Why Federalism Should Die


It's time for the U.S. to give up on this whole federalism obsession. There was a time when this division of power made sense. That time was two hundred years ago, back when "state" was still an approximate synonym for "nation," and it seemed a striking possibility that one could assemble a larger polity out of smaller units in such a way that the whole held together but was blocked from tyranny by the vigilance of those units. With the hindsight of history, it's possible to see that the experiemnt has more or less succeeded: today we live in a coherent nation, one that has hardly tumbled into the sort of absolutist tyranny that seems to keep popping up all across the globe. It's got problems left and right, sure, big problems, but those problems do not include a despotic central government which rules with an iron fist and tramples on the populace.

Or rather, to whatever limited extent our national government does take this form, strengthing the hand of the states won't do a blooming thing to fix the situation, and might just make it worse. Every time in American history that states have stood up and asserted their perogatives against the nation, they've been profoundly in the wrong, and it's been a damn good thing that they were put back in their place. The Civil War was a fairly nice rebuke to the claim that states, no matter how evil their cause, could just walk away from the nation. And the initiatives of the 60s, all those integrations carried out by the jack-booted thugs of the National Guard, put to rest, I should hope, any belief that the states should be free to set their own social policy. Give them half a chance and look what they go do. State governments have a pretty awful record when it comes to sticking up for the human rights of their inhabitants against the heavy hand of the feds; it's more often the state government whose heavy hand holds the mace and flail of injustice.

Our current system is a ridiculous gerrymandering, in which reasonable attempts to move towards Washington those decisions which really ought to get made in Washington have to tiptoe carefully around the Talmudically-read words of the Constitution.
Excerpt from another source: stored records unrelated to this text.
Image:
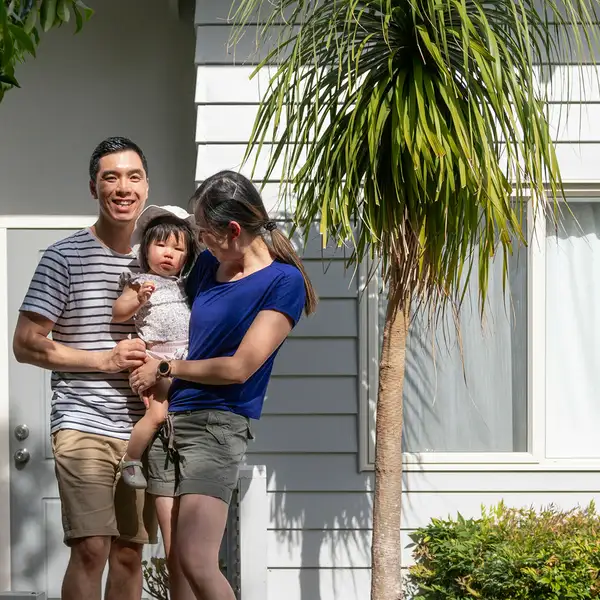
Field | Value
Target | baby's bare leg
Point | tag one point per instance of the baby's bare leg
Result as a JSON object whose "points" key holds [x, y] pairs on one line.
{"points": [[146, 428]]}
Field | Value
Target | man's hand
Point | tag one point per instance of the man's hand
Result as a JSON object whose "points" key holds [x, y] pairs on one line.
{"points": [[146, 290], [126, 355]]}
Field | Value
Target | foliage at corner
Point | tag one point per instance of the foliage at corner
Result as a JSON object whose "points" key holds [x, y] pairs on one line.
{"points": [[20, 24], [509, 554], [156, 577]]}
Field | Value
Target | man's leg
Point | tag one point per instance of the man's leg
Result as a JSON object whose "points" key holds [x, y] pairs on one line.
{"points": [[166, 510], [83, 578], [124, 571], [85, 472]]}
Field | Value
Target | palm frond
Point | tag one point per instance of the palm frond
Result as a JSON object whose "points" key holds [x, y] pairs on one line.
{"points": [[420, 120]]}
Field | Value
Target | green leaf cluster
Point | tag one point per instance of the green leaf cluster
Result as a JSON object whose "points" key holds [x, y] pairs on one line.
{"points": [[419, 120], [20, 24], [509, 554]]}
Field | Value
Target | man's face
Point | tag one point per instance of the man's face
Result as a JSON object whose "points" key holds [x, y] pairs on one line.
{"points": [[121, 186]]}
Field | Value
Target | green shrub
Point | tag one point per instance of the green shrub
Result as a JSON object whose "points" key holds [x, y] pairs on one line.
{"points": [[509, 554], [156, 577]]}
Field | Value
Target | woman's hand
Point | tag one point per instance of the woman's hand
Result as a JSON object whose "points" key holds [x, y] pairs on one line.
{"points": [[144, 377]]}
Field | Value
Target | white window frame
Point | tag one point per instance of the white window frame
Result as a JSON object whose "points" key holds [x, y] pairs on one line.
{"points": [[534, 459]]}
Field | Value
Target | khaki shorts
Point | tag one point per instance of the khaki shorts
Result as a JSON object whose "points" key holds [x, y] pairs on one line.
{"points": [[93, 503], [198, 452]]}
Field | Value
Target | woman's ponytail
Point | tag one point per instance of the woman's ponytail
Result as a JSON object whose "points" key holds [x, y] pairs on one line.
{"points": [[282, 249], [229, 196]]}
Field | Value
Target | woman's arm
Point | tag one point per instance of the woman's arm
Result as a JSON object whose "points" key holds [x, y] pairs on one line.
{"points": [[266, 334], [131, 300]]}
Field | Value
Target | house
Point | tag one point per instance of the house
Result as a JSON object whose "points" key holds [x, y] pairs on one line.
{"points": [[525, 428]]}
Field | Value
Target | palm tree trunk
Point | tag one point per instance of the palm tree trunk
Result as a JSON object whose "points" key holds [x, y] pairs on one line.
{"points": [[386, 583]]}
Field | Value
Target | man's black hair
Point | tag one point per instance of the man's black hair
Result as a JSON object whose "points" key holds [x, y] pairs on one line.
{"points": [[110, 146]]}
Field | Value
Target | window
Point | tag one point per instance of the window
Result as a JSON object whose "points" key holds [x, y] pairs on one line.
{"points": [[526, 389]]}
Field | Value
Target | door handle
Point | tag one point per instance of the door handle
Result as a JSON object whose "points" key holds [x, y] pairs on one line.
{"points": [[22, 457]]}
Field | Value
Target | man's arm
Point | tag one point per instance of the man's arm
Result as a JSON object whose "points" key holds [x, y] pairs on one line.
{"points": [[31, 345]]}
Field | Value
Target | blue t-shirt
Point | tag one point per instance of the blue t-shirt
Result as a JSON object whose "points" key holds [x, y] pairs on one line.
{"points": [[221, 315]]}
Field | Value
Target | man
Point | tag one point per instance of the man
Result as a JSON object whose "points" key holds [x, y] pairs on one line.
{"points": [[93, 408]]}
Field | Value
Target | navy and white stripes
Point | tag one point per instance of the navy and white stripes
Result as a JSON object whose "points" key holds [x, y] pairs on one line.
{"points": [[75, 285]]}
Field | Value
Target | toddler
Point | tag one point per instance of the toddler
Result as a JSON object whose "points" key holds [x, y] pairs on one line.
{"points": [[157, 301]]}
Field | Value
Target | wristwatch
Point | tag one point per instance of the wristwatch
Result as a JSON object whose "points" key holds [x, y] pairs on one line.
{"points": [[164, 368]]}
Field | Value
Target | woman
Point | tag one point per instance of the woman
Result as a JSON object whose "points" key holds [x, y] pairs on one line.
{"points": [[248, 291]]}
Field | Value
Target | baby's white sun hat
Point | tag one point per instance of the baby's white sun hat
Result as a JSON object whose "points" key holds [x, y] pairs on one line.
{"points": [[152, 212]]}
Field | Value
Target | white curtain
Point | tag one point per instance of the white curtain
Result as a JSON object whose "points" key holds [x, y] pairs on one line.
{"points": [[573, 334], [482, 408]]}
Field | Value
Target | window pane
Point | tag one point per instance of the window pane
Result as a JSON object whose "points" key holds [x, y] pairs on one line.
{"points": [[573, 334], [483, 407]]}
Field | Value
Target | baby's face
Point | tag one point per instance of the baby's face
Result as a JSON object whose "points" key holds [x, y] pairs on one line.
{"points": [[167, 258]]}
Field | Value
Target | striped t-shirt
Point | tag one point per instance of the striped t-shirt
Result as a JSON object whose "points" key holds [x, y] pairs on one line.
{"points": [[75, 286]]}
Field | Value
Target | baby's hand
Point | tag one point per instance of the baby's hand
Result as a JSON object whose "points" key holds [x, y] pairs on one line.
{"points": [[145, 291]]}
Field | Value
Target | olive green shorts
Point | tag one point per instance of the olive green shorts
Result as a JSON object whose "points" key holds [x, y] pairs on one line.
{"points": [[198, 452]]}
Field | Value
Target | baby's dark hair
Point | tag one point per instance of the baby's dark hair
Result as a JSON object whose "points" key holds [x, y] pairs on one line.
{"points": [[159, 230]]}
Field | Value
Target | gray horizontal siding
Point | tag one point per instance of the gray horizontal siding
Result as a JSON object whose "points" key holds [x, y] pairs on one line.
{"points": [[319, 502]]}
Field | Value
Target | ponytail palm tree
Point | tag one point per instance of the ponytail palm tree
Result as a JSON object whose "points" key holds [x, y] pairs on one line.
{"points": [[410, 127]]}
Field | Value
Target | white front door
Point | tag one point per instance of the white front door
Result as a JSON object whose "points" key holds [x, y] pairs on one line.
{"points": [[38, 557]]}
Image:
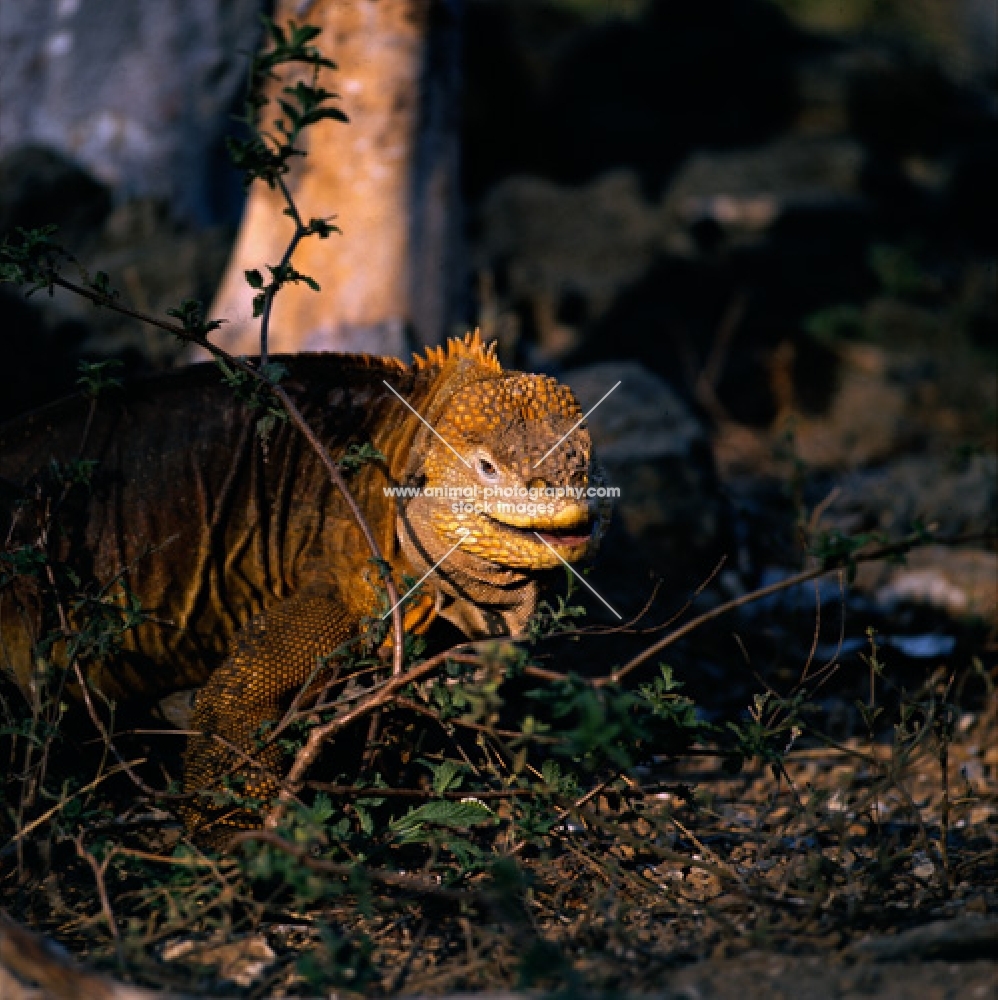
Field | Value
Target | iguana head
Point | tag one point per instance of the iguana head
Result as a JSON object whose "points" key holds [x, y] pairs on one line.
{"points": [[508, 473]]}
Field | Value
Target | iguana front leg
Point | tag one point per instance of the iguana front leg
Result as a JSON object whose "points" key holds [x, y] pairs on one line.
{"points": [[273, 657]]}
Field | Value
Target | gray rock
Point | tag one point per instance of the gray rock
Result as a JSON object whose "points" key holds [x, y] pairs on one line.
{"points": [[138, 93], [745, 192], [955, 498], [591, 240], [658, 454]]}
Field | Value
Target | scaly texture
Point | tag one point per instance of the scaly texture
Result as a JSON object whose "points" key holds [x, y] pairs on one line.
{"points": [[247, 556]]}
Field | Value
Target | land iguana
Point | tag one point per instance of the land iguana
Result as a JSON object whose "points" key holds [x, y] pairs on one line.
{"points": [[246, 555]]}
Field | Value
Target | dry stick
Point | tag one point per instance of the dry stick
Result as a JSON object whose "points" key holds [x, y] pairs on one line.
{"points": [[896, 548], [99, 868], [307, 754], [412, 883], [296, 418], [59, 806]]}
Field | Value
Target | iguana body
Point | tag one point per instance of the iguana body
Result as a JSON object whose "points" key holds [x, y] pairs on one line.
{"points": [[248, 556]]}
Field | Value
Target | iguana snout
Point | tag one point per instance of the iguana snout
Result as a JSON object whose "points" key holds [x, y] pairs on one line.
{"points": [[509, 475]]}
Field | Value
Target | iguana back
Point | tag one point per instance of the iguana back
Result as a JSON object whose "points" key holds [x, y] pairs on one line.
{"points": [[245, 554]]}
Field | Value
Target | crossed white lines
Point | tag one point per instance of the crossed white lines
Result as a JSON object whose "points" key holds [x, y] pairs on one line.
{"points": [[463, 532]]}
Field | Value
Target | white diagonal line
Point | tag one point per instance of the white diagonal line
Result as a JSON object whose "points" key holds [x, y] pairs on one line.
{"points": [[580, 578], [418, 414], [425, 575], [558, 442]]}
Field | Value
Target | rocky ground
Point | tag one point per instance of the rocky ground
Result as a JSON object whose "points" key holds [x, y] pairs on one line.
{"points": [[796, 293]]}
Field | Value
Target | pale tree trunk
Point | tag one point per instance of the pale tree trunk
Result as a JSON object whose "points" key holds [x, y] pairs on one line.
{"points": [[390, 177]]}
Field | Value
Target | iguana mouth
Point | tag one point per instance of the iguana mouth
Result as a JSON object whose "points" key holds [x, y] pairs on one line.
{"points": [[577, 534]]}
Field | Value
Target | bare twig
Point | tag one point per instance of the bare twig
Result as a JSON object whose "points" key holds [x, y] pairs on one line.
{"points": [[829, 566]]}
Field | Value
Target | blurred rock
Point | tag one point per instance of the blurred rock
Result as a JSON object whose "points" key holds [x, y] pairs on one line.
{"points": [[566, 253], [960, 582], [39, 186], [953, 497], [738, 196], [866, 420], [154, 261], [658, 454], [139, 94]]}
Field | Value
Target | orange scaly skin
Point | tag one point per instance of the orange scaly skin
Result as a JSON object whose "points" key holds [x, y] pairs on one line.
{"points": [[249, 559]]}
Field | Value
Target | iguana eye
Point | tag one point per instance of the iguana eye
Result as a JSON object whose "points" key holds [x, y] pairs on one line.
{"points": [[486, 469]]}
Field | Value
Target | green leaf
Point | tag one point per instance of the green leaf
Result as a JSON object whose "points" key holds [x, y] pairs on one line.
{"points": [[454, 815]]}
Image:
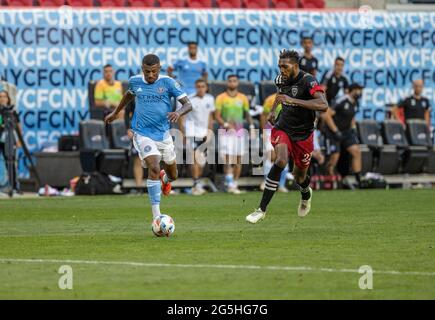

The Interstate Commerce Clause is an awful hook on which to hang criminal statutes, but there they must be hung, because consistent justice is a good thing and there's no better way of getting RICO onto the books. Handing out federal highway funds is a ridiculous carrot to use in getting states to have some semblance of order in setting drinking ages and speed limits, but one is restricted to working with the tools at hand. Except, that is, where those tools are found to infringe on the sovreign power of the states. So you can't sue a state for violating the Americans with Disabilities Act in federal court, because the federal government wasn't empowered with those powers by the Constitution. But you can't sue a state for violating the ADA in state court, on precedent that goes back to the feudal legal principle that lords may not be sued in their own court. Whoops. Guess state governments don't need to worry about that pesky ADA.

Our states are a collection of minor tyrants, whose powers are strange and obscure, but wielded with a gloriously irrational petulance. Taxes, lotteries, definitions of incest, non-discrimination laws, criminal penalties: these are the ways in which states flex the odd and arbitrary assortment of muscles reserved to them. There is no good reason why Iowa and Vermont should set different standards for domestic partners, why New Jersey and Wyoming should have different speed limits, why California and New Mexico should set different sentencing standards for drug dealers, why Washington and New York should have such different tax policies. There was a reasonable claim, two hundred years ago, that the states were natural units, whose social and political differences deserved to be recognized and protected at the national level. Today, the states contain within themselves larger social and political variations than distinguish them, than have ever distinguished them. They express nothing, they stand for precious little other than thwarting the good the national government might do, and encouraging evils to spring up amidst the chaos.

Why does the US lag behind Europe in setting privacy standards? Gee, maybe because we left the job to the states, and they weren't all up to the task, and even the ones that were are just now figuring out that maybe they ought to be doing something. Why is the District of Columbia incapable of keeping the pet projects and boondoggles out of the budget? Gee, maybe because our representation is geographically based. Who can make sense out of the sales tax system in the age of e-commerce? Not me. THe real threats to liberty and freedom aren't coming from the federal government -- or even from the foreign agressors the feds (with help from their geographically-apportioned system of military bases and defense contracts) are supposed to be guarding us from. No, it's the corporations gathering data, the gated communities setting social policy, the bail bondsmen responding to the states' bounty systems by busting down doors, the disbarred lawyers and unlicenced brokers slipping through the cracks by skipping from state to state -- all consequences of the power vacuum created by the feudal enclaves carved out for the states. Where the states are given power. they use it at best for mildly helpful foolishness and at worst for outright outrages. It's time to end to end this madness and flip that language around. The powers not delegated to the several states by the Constitution, nor prohibited by it to the United States, are reserved to the United States, or to the people. Anyone who looks at the status of things in Washington these days, should be fairly well convinced that it does a fairly good job -- some might even say a remarkably excessive job -- of holding itself in check, never mind the states.